Это же неумение отказывать было свойственно и Александру. Всю его жизнь Александра окружали друзья, студенты, коллеги, даже незнакомцы, которым нужно было поговорить с ним «только одну минуточку». Он редко жаловался, считал это вполне естественным, но из его дневниковых записей видно, как это временами тяготило его и не оставляло ему времени для себя. Однажды я спросила его: «Кто мой ближний?» И он ответил: «Это очень просто. Ближний – тот, кто находится в твоем поле зрения сейчас, в этот момент».
Выходные дни мы почти всегда проводили в Кламаре в доме моих родителей. Мы приезжали в их квартирку с Вава́, детьми и несколькими сумками, и для меня это было раем. Родители занимались детьми, еда появлялась на столе без того, чтобы я ломала голову, что купить и почем. Нас окружали любовь, тепло и свобода. Мои родители любили нас и боготворили наших детей. Мама часами могла разговаривать с Александром о вере, Церкви, философии и смысле жизни, в свои двадцать пять – двадцать шесть лет он умел внимательно слушать и никогда не отмахивался от сомнений, высказывались ли они моей матерью или кем-либо другим. (Я вспомнила, как моя мать, когда мне было всего семь лет, спросила меня: «Льяна, ты когда-нибудь думаешь о смысле жизни, или ты слишком проста для этого?» Хорошо помню, как сидела тогда под кустом сирени, думала о том, что такое смысл жизни, и горько плакала, потому что совершенно не понимала, что это такое.)
Отцу же моему сомнения были неведомы. Он любил жизнь, природу, жену (буквально боготворил ее), семью и Церковь. Он мог часами сидеть у окна, с наслаждением наблюдая, как раскрывались и являлись миру на несколько часов во всей своей красоте и славе нежные лепестки вьюнка, который он сажал там каждый год.
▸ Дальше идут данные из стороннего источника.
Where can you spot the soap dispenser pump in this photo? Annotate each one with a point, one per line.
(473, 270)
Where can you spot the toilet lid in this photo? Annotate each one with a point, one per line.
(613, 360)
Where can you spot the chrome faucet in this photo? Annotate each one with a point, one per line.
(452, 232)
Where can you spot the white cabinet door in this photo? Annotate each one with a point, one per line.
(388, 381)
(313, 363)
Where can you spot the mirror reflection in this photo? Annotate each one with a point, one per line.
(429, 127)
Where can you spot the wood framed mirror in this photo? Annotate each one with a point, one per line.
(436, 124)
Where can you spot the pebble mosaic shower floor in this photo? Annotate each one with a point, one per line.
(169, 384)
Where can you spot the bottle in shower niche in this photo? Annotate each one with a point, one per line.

Ощущение радости жизни никогда не покидало его, несмотря на все трудности повседневного существования и прогрессирующую болезнь, мешавшую ему свободно дышать. Он был невероятно, абсолютно свободен.
Что еще могу я добавить к описанию моей чудесной жизни во Франции перед нашим отъездом в Америку? Эти годы были как бы прелюдией к жизни в новом для нас мире, в котором Александр смог полностью посвятить себя своему призванию и миссии – служить Богу на американской земле.
Переезд в Америку
Во главе Св. – Сергиевского богословского института стояла группа профессоров, которые поддерживали его деятельность, но не считали нужным привлекать более молодых людей и не признавали никого, кто мог бы, упаси бог, привнести в жизнь института какие-либо перемены или новые идеи. Они не поощряли тесного общения преподавателей со студентами или с окружающим миром. Большинство признавали лишь то, что уже раньше было в России и, по их мнению, должно оставаться таким же и в настоящем, и в будущем. Более молодые преподаватели не допускались к участию в совещаниях профессорско-преподавательского состава, на которых могли присутствовать лишь члены «внутреннего круга».